Logstash 2.2.0 hangs at "Logstash startup completed" while attempting to ingest CSV

MattW224 · February 12, 2016, 4:28pm

I installed the ELK stack from Elastic's repositories, and am encountering problems while attempting to ingest a 1 GB CSV file on an Amazon Linux (AWS) instance. This is my first attempt at ELK, so there's probably something simple I'm missing.

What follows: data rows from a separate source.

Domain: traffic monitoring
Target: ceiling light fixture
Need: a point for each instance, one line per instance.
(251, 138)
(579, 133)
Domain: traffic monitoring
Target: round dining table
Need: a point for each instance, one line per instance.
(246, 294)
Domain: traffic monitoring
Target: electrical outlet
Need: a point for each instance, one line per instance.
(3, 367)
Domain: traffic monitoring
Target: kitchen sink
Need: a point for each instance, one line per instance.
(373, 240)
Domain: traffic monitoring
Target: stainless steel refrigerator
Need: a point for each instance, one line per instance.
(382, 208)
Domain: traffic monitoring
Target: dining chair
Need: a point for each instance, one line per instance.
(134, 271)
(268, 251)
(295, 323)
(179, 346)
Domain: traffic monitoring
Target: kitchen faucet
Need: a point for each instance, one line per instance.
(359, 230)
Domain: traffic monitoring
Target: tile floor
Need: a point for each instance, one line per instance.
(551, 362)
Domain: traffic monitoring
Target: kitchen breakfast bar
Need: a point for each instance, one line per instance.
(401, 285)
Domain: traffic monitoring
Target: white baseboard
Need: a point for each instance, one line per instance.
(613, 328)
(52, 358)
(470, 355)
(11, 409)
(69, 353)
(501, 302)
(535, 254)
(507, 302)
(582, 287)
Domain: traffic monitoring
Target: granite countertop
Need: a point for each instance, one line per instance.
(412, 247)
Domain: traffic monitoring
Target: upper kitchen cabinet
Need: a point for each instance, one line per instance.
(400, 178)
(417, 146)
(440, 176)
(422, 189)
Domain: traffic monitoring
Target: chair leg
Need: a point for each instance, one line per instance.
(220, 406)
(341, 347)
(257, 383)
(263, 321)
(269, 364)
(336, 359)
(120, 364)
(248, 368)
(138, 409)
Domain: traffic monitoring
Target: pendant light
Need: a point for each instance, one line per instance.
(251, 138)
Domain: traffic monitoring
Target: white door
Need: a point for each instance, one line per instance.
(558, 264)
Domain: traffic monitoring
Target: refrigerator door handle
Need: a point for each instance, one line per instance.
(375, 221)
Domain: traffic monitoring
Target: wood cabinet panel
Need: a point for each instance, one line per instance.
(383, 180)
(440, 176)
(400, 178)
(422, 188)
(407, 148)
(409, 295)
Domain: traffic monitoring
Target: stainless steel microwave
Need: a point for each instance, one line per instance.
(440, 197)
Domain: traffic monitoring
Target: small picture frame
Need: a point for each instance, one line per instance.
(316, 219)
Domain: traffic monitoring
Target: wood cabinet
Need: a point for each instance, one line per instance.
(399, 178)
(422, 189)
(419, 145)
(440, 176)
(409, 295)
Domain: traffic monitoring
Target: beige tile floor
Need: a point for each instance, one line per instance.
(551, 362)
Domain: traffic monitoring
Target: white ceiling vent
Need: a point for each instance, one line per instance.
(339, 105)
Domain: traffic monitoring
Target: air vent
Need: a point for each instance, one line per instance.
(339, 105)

I've exceeded the character count, and will post the output of:

./logstash -f /etc/logstash/conf.d/10-aws.conf -v --verbose --debug

in the following message.

No new messages are written to the /var/log/logstash directory. With the debug and verbose logging options, shouldn't I be seeing (at a minimum) processed lines from the CSV in the console output? I wondered if it's an incompatibility with Amazon Linux or OpenJDK, or my instance (t2.micro) is too small. But I imagine I would receive error message for incompatibilities, or see extremely slow processing if that were the case.

Attempted resolutions

chmod 777 the CSV file, to ensure it's readable.
Explicitly specify the CSV file in the Logstash configuration.
Adding sincedb_path => "/dev/null" to the file filter, in order to force reparsing.
Verified that no indexes were created in ElasticSearch.
Deleted .sincedb files in /root. One contained 0 0 0 0. The other (more recent) was empty.

Setup
ElasticSearch 2.2.0
Kibana 4.4.0
Logstash 2.2.0

All were installed from Elastic's repositories. The only change I made was to set chkconfig on.

java version "1.7.0_95"
OpenJDK Runtime Environment (amzn-2.6.4.0.65.amzn1-x86_64 u95-b00)
OpenJDK 64-Bit Server VM (build 24.95-b01, mixed mode)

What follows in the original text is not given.